Bize sunulan bu düşünce kalıpları, karmaşık gerçekleri anlamamızı engelleyen basit ikiliklere dayanır. Tarihsel ve ideolojik derinliği olan meseleler, tek bir kötü adamın başrolde olduğu basit bir “iyi-kötü” savaşı olarak pazarlanır. Bu, odağı sistemden kişilere kaydırarak, gerçek bir sorgulamanın ve köklü bir çözüm arayışının önüne geçer. Benzer şekilde, inancın ve adanmışlığın sarsılmaz gücü yerine, içeriği belirsiz ve evrensel bir “insanlık” söyleminin yüceltilmesi de aynı amaca hizmet eder. Bu, imanın dönüştürücü ve devrimci potansiyelini törpüleyerek, onu herkesin üzerinde uzlaşabileceği, kimseye rahatsızlık vermeyen, pasif bir duyarlılığa dönüştürür. Böylece, en derin inançlarımız bile küresel sistemin kabul edilebilir sınırları içine hapsedilmiş olur.

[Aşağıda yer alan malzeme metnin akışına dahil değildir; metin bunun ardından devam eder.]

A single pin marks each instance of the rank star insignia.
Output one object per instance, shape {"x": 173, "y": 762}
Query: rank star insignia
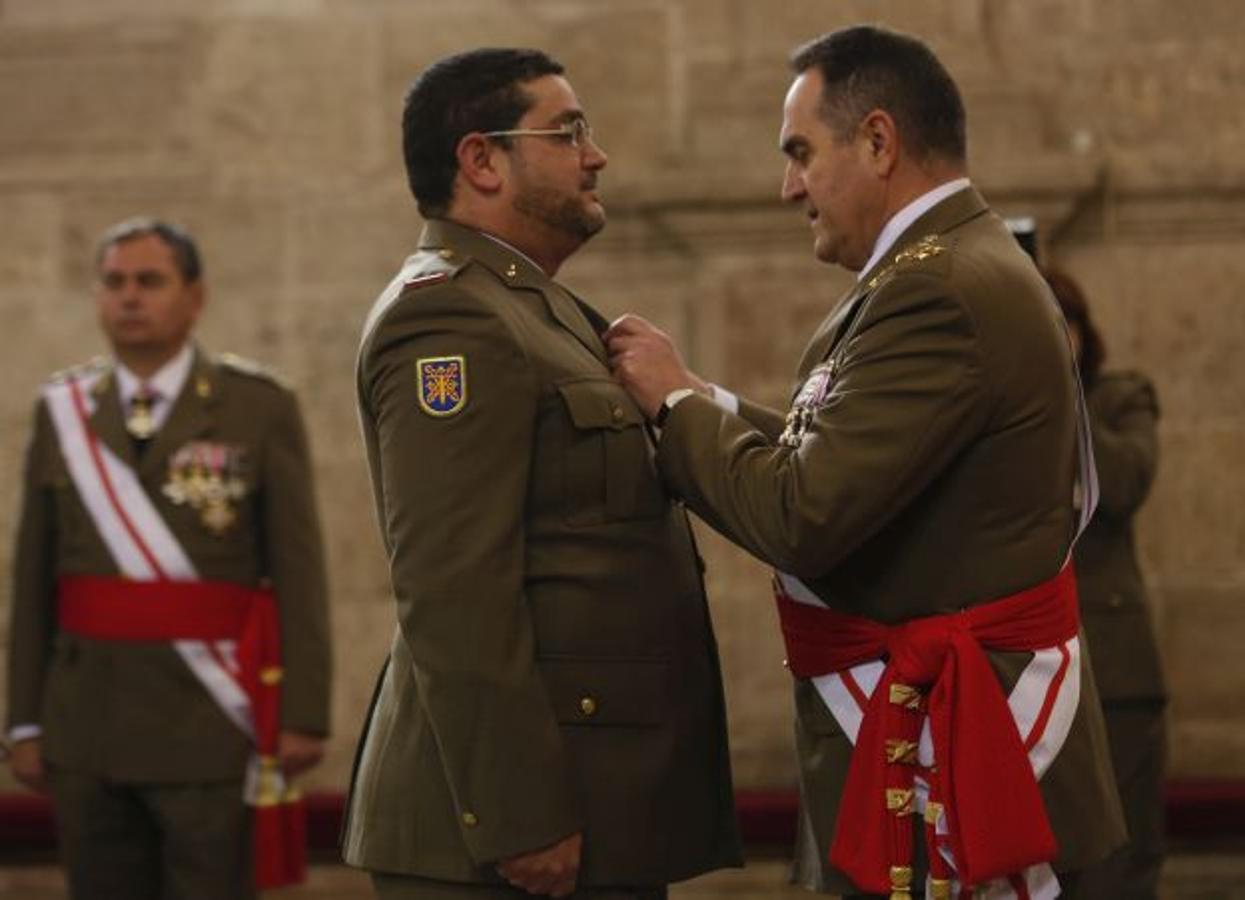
{"x": 442, "y": 385}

Bu durumu daha da vahim kılan, başkalarının inşa ettiği bir dünyada yaşamaktan gizli bir haz duymamızdır. Kendi dünya görüşünü inşa etmenin getireceği zorluk ve sorumluluktan kaçarak, hazır reçeteleri ve düşünce kalıplarını benimsemek, bir tür öğrenilmiş çaresizliktir. Bu, konforlu bir esarettir; ait olmadığımız bir dünyanın kurallarına göre yaşamanın getirdiği bir yabancılaşma, ama aynı zamanda o kuralların sağladığı sahte bir güvenlik hissi. Kendimiz olma cesaretini gösteremediğimiz için, başkalarının gölgesinde yaşamayı tercih ediyoruz. Bu, kendimize yaptığımız en büyük haksızlıktır.
Artık şu gerçeği kabul etmekten başka çaremiz yoktur: Hem eğitimde hem de küresel meselelerdeki duruşumuzda ihtiyacımız olan şey, ağlamaklı bir duygusallık veya göstermelik eylemler değil, “fikrî egemenlik” ve “sahici bir duruş”tur. Öncelik, insanımızı zihinsel, kültürel ve ahlaki olarak kendi kökleri üzerinde yeniden yeşertecek devrimci bir eğitim anlayışını hayata geçirmektir. Aksi takdirde, gözlerimiz her zaman ağlayacak yeni mazlumlar aramaya devam edecektir. Seçim nettir: Ya başkalarının yankısı olarak kalmaya devam edeceğiz ya da zorlu ama onurlu bir yola girerek kendi sesimizi bulacağız. Bu, sadece bir eğitim veya dış politika meselesi değil, bir varoluş ve haysiyet mücadelesidir.